Roughly midway through his headlining set at Washington’s Howard Theatre on Friday night, Ja Rule reflected on a missed opportunity from 2007.
That summer, Ja Rule was a veteran MC in search of a spark to a stalling career, and Lil Wayne was the best rapper alive. So the two collaborated on "Uh-Ohhh!," a vibrant piece of evidence Ja Rule’s career might not yet finished. Even today, it sounds like a hit song. But it was not meant to be, as Ja Rule and Lil Wayne were arrested, separately, on gun charges following the duo’s concert at Manhattan’s Beacon Theater that July.
The paradox was not lost on Ja Rule, who told Complex last year, “That, ironically, was the song that got us both locked up. I look at it like that because we were performing ‘Uh-Ohhh!’ at the Beacon Theater when we both got popped [in 2007]. ‘Uh-Ohhh!’ is really ‘uh-oh.’”
On Friday, before the “Uh-Ohhh!” beat dropped, Ja Rule could have used the moment to still fume over the poor timing of his incarceration or to express regret for mistakes. (In 2011, Ja Rule was sentenced to 28 months incarceration for tax evasion, and he was released early last May.) Instead, the 37-year-old born Jeffrey Atkins calmly smirked, quickly and explicitly reminded the crowd he still didn’t like police, shouted out Weezy and launched into the stuttering track.

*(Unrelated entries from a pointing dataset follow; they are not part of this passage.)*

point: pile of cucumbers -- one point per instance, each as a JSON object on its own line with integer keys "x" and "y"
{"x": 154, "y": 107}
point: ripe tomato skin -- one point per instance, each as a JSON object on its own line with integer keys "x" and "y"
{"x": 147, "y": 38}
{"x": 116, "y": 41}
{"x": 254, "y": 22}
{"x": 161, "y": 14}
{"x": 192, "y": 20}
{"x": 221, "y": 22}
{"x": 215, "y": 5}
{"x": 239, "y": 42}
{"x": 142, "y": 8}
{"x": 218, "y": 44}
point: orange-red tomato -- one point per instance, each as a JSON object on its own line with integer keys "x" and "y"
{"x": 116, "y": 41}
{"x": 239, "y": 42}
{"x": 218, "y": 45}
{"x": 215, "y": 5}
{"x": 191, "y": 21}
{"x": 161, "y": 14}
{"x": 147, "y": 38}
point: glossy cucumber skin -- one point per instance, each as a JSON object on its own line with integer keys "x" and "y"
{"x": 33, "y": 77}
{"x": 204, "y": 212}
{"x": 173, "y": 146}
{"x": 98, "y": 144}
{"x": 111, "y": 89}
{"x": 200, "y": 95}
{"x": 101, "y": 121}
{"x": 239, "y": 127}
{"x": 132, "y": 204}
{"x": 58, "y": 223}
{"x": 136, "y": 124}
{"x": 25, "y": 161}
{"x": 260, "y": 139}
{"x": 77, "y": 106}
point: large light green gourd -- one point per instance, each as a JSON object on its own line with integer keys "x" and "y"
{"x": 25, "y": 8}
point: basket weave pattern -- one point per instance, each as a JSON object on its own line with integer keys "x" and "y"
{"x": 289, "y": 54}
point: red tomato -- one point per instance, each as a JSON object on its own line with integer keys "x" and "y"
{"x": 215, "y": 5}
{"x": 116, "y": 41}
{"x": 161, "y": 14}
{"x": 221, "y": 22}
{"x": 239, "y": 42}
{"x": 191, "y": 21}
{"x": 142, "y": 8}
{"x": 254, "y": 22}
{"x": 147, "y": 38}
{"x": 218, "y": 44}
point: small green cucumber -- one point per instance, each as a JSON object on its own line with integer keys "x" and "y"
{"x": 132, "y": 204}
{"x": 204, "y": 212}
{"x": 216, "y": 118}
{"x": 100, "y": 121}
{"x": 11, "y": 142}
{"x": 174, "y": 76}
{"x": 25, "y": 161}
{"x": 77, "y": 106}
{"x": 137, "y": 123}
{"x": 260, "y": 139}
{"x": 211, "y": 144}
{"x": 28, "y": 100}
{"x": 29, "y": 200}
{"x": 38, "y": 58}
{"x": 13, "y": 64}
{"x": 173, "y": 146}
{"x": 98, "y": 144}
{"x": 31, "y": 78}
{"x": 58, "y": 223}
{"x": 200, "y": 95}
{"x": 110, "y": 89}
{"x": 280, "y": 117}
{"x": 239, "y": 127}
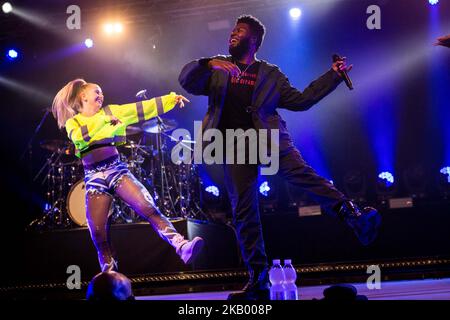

His concert, a make-up show after the original Dec. 14 date was postponed due to inclement weather, was a celebratory affair of the rapper’s biggest hits. In the lean hour he was on stage, Ja Rule skipped the deep album cuts and unheard new material, and smartly focused on songs made before 2005. (“PIL2,” his last studio album, was released in February 2012 but 2004’s “R.U.L.E.” was Ja Rule's last record to debut in the Billboard Top 10.)
And the hits still rang out live, from the cathartic “I Cry” to his booming debut single “Holla Holla” to the Christina Milian-assisted “Between Me and You.” Tough talk has been central to Ja Rule (“Clap Back” still sounds defiant as ever in concert), but his multi-platinum success falls heavily on his role as a credible lothario.
The same was the case Friday, as evidenced by the audience’s arms-in-the-air, visceral reactions “Always on Time” and “Mesmerize,” two collaborations with R&B singer Ashanti. The many women in the crowd reacted similarly when Ja Rule, who appeared to have spent his prison sentence doing only push-ups, removed his shirt for the remainder of the show. His voice, still husky and sandpapered, sounded as it ever did: Brazen, authoritative and unrelenting.
It seems unlikely the New York rapper from Queens will ever achieve the level of fame he had more than a decade ago, and yet stranger things have happened, especially in pop music. But on Friday, Ja Rule seemed at ease with his position as a hip-hop elder statesman whose hit-making days could be behind him. Judging from the way the crowd exploded to “I’m Real,” his 2001 collaboration with Jennifer Lopez, it was easy to understand the content satisfaction.